Workflow I use today (practical)
#

  1. Edit portfolio content — projects in content/projects/, bio on contact/home, etc.
  2. Update knowledge files — mirror important facts into server/rag-data/ (e.g. new project summary, skills, FAQ).
  3. Redeploy or restart the chat API — on start, rag.js rebuilds the embedding index and logs how many chunks were indexed. The server reads OPENAI_API_KEY from server/.env again on each restart (I never put the key in the workflow script or in Git).
  4. Verify with a few questions in the chat UI (“What projects do you have?”, “How can I contact you?”).

API key setup (OpenAI account → .envragApiUrl in Hugo) is described in detail in my AI-driven application post.

That is a manual but repeatable workflow.
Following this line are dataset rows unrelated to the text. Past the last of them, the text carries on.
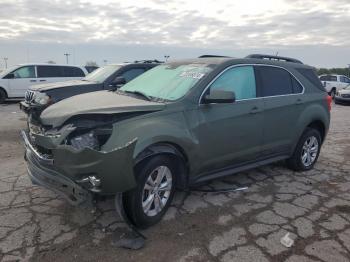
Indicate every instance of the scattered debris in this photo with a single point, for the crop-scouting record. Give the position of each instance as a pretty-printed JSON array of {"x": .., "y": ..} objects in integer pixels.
[{"x": 287, "y": 241}]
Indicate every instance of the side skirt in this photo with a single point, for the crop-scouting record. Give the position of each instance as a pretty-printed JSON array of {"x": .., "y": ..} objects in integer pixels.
[{"x": 235, "y": 169}]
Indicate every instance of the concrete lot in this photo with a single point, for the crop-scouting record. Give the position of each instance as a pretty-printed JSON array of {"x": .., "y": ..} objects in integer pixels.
[{"x": 242, "y": 226}]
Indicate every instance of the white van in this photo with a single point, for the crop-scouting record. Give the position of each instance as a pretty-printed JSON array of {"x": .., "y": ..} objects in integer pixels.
[
  {"x": 333, "y": 83},
  {"x": 15, "y": 81}
]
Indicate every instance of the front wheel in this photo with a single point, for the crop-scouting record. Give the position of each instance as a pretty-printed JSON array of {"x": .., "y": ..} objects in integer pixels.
[
  {"x": 2, "y": 96},
  {"x": 147, "y": 203},
  {"x": 307, "y": 151}
]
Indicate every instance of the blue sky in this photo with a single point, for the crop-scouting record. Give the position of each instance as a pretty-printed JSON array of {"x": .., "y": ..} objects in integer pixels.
[{"x": 315, "y": 31}]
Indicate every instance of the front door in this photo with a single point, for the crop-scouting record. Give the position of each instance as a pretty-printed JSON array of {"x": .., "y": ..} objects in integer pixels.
[
  {"x": 230, "y": 134},
  {"x": 23, "y": 78}
]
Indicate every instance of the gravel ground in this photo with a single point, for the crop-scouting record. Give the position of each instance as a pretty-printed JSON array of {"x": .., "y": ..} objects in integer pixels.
[{"x": 243, "y": 226}]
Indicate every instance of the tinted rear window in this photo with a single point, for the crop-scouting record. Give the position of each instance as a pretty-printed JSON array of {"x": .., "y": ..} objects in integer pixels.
[
  {"x": 310, "y": 75},
  {"x": 50, "y": 71},
  {"x": 274, "y": 81}
]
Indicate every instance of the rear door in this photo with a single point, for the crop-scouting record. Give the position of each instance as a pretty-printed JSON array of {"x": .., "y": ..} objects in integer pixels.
[
  {"x": 230, "y": 134},
  {"x": 283, "y": 103},
  {"x": 23, "y": 78}
]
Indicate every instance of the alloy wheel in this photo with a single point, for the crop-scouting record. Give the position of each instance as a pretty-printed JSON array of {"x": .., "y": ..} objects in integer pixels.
[
  {"x": 309, "y": 151},
  {"x": 157, "y": 190}
]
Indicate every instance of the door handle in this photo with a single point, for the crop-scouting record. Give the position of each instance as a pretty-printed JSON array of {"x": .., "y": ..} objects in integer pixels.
[
  {"x": 254, "y": 110},
  {"x": 299, "y": 101}
]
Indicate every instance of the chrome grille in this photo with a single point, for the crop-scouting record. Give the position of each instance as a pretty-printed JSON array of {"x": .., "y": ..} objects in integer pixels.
[{"x": 29, "y": 96}]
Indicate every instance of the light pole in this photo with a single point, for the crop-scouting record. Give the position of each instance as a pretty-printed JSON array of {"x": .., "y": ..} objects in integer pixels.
[
  {"x": 66, "y": 54},
  {"x": 5, "y": 60}
]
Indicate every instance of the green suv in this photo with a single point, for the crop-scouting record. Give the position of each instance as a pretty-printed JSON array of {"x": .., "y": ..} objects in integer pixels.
[{"x": 179, "y": 124}]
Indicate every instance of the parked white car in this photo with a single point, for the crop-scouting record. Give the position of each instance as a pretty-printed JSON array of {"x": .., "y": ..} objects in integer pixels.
[
  {"x": 15, "y": 81},
  {"x": 333, "y": 83}
]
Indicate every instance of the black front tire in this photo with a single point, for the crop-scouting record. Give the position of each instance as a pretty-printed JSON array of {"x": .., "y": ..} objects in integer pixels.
[
  {"x": 295, "y": 161},
  {"x": 132, "y": 200},
  {"x": 3, "y": 96}
]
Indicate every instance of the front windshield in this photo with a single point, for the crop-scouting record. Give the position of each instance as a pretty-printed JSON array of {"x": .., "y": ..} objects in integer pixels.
[
  {"x": 169, "y": 81},
  {"x": 102, "y": 73}
]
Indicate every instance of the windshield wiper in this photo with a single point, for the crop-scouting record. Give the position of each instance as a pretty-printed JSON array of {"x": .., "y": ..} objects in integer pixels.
[{"x": 139, "y": 93}]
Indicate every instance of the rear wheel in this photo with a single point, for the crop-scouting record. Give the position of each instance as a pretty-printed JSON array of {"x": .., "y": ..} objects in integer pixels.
[
  {"x": 332, "y": 93},
  {"x": 307, "y": 151},
  {"x": 3, "y": 96},
  {"x": 147, "y": 203}
]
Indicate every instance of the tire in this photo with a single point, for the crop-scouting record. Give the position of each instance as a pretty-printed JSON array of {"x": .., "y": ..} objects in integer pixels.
[
  {"x": 332, "y": 93},
  {"x": 298, "y": 162},
  {"x": 3, "y": 96},
  {"x": 135, "y": 201}
]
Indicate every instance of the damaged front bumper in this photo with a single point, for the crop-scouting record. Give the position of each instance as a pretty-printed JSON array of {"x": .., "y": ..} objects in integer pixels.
[{"x": 70, "y": 172}]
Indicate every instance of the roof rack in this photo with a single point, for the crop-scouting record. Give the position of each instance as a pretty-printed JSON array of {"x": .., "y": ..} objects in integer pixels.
[
  {"x": 208, "y": 56},
  {"x": 276, "y": 58},
  {"x": 148, "y": 61}
]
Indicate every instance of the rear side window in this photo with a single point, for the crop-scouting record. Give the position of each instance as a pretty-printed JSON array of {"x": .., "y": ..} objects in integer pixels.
[
  {"x": 274, "y": 81},
  {"x": 50, "y": 71},
  {"x": 132, "y": 73},
  {"x": 240, "y": 80},
  {"x": 297, "y": 87},
  {"x": 311, "y": 76},
  {"x": 25, "y": 72},
  {"x": 71, "y": 71}
]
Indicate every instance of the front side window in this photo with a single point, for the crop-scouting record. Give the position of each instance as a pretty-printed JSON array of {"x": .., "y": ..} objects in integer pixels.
[
  {"x": 132, "y": 73},
  {"x": 274, "y": 81},
  {"x": 240, "y": 80},
  {"x": 170, "y": 81},
  {"x": 333, "y": 79},
  {"x": 50, "y": 71},
  {"x": 25, "y": 72},
  {"x": 70, "y": 71},
  {"x": 325, "y": 78}
]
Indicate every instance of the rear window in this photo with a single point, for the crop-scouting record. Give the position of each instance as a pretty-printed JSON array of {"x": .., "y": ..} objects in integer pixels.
[
  {"x": 310, "y": 75},
  {"x": 274, "y": 81}
]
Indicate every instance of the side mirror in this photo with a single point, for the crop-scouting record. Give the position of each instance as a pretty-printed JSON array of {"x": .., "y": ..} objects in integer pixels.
[
  {"x": 118, "y": 81},
  {"x": 10, "y": 76},
  {"x": 219, "y": 96}
]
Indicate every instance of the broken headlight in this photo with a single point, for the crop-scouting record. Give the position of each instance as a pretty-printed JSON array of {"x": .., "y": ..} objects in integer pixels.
[{"x": 93, "y": 139}]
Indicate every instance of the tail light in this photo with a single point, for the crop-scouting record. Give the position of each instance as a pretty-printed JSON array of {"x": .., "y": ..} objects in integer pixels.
[{"x": 329, "y": 102}]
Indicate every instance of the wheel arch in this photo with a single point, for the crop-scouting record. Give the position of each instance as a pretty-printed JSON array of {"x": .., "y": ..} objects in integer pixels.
[
  {"x": 3, "y": 89},
  {"x": 320, "y": 126},
  {"x": 173, "y": 150}
]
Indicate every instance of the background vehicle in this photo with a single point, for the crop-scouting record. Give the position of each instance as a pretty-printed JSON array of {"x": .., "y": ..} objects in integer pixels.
[
  {"x": 333, "y": 83},
  {"x": 343, "y": 96},
  {"x": 15, "y": 81},
  {"x": 108, "y": 77},
  {"x": 177, "y": 125}
]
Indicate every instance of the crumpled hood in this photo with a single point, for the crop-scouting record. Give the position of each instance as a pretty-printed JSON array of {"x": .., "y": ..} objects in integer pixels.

It is honest for a student portfolio and keeps the RAG layer understandable.

Toward fuller automation (Dify or custom)
#

These are the next steps I would document in a Dify setup or extend on my server:

Option A — Dify + portfolio (course tool)
#

  1. Export or crawl portfolio URLs after each hugo deploy.
  2. Trigger a Dify knowledge sync (API or built-in workflow).
  3. Point the Dify chat app at the updated dataset.
  4. Embed or link the Dify widget if you do not use a custom backend.

Option B — Custom API + CI
#

  1. On Git push / deploy, a script generates rag-data/*.md from Hugo content (templates or a small extractor).
  2. CI calls POST /reindex on the chat API (endpoint to add) or restarts the service.
  3. No separate Dify host — one pipeline from repo to embeddings.
git push → build site → generate rag-data → restart API / reindex

Either option satisfies the spirit of the assignment: the bot’s knowledge tracks the portfolio instead of drifting.

Risks and design choices
#

  • Stale chunks: If you only update the website but not rag-data, RAG will confidently cite old text. Automation must touch the same store the retriever reads.
  • Over-syncing: Re-embedding everything on every tiny edit costs time and API money; hash-based “only re-index if content changed” is a good production pattern (also covered in course material).
  • Two bots: Running both Dify and a custom API is fine for learning, but visitors should use one clear entry point on the live site.

Reflection
#

The assignment frames Dify as the product for workflow automation. I implemented the same architectural idea on my own stack so the live portfolio chat and my exam documentation stay aligned. The important learning outcome is the pipeline mindset: treat knowledge as data that must be versioned, triggered, and refreshed — not as a one-time PDF upload.

If I add Dify later, I would use it for orchestration and keep this post updated with screenshots of the actual workflow nodes and triggers.